Reading the question charitably (since “random integer” has no specific meaning), there will be an answer if there is a limit for a uniform distribution of positive integers up to some number $N$. But we can ignore that technicality, and make do with the idealization that since every second, fourth, fifth, and twenty-fifth integer are divisible by $2, 4, 5,$ and $25$, the chances of getting a random integer divisible by those numbers are $1/2$, $1/4$, $1/5$, and $1/25$.
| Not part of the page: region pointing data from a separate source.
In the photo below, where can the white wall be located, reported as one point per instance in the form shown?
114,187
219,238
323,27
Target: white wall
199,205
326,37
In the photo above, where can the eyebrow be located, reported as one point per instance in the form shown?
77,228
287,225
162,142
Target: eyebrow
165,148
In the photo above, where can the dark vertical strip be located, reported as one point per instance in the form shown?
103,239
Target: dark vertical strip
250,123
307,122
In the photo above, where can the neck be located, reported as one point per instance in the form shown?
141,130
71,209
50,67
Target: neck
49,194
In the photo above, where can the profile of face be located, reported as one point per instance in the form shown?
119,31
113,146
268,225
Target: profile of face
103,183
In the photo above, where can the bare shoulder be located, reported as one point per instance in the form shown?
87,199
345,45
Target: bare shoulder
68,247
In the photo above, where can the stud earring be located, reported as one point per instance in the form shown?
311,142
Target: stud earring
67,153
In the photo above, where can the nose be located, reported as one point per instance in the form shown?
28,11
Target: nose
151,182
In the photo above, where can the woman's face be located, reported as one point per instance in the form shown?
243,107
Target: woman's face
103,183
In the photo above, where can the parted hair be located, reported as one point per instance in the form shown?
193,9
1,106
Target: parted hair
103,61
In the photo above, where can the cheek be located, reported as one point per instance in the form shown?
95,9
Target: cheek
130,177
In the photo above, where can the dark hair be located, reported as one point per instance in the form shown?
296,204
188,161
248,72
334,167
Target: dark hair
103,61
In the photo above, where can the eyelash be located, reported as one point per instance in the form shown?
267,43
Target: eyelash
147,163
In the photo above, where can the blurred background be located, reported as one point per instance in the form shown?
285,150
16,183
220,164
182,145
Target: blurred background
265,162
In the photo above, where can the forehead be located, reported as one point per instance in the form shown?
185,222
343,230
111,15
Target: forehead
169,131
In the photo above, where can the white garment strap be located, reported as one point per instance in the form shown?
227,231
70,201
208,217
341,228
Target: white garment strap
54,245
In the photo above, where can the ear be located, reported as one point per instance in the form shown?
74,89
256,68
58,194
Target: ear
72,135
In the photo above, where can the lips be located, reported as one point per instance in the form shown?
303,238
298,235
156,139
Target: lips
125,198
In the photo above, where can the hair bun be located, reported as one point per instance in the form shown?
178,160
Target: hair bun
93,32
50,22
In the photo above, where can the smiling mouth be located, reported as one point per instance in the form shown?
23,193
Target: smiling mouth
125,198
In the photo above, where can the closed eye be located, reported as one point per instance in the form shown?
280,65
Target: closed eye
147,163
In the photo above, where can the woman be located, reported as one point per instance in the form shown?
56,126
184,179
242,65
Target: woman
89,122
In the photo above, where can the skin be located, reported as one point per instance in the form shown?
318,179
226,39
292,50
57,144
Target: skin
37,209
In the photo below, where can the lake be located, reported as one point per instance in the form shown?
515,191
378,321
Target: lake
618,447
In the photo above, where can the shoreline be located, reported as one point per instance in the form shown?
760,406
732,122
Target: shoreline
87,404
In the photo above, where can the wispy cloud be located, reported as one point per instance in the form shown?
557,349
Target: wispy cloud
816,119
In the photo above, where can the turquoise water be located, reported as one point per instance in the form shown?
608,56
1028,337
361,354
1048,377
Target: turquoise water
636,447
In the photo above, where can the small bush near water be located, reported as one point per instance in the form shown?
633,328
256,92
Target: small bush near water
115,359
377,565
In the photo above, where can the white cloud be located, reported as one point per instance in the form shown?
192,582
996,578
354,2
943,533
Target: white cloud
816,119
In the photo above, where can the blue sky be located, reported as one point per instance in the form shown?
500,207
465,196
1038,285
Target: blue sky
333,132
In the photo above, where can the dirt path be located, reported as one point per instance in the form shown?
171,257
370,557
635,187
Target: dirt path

The product $XYZ$ is divisible by $100$ if and only if it has at least two factors of $2$ and at least two factors of $5$. The chance that it has at least two factors of $2$ is $1$ minus the chance that it has exactly zero factors of $2$ (which is $(1/2)^3$ or $1/8$) and minus the chance that it has exactly one factor of $2$. It has exactly one factor of two if one of the three numbers itself has exactly one factor of $2$ and the other two are odd. A number has exactly one factor of $2$ if it is one of the half of all even numbers that is not divisible by $4$; so $1/2$ times $1/2$, or $1/4$ of all numbers have this property. So:

\[P(\text{XYZ divisible by 4}) = 1 - 1/8 - 3 \times 1/4 \times (1/2)^2 = 5/16\]

The calculation of the chance that $XYZ$ is divisible by $25$ is similar. In this case, the chance that a number has exactly one factor of $5$ is the chance that it has at least one (which is $1/5$) minus the chance that it has at least two (which is $1/25$). So:

\[P(\text{XYZ divisible by 25}) = 1 - (4/5)^3 - 3 \times (1/5 - 1/25) \times (4/5)^2 = 512/625\]

These two probabilities are independent, because every twenty-fifth number divisible by $4$ is also divisible by $25$ (and vice versa). Therefore the probability that $XYZ$ is divisible by both $4$ and $25$, that is, that it is divisible by $100$, is their product, which is exactly $.1243$.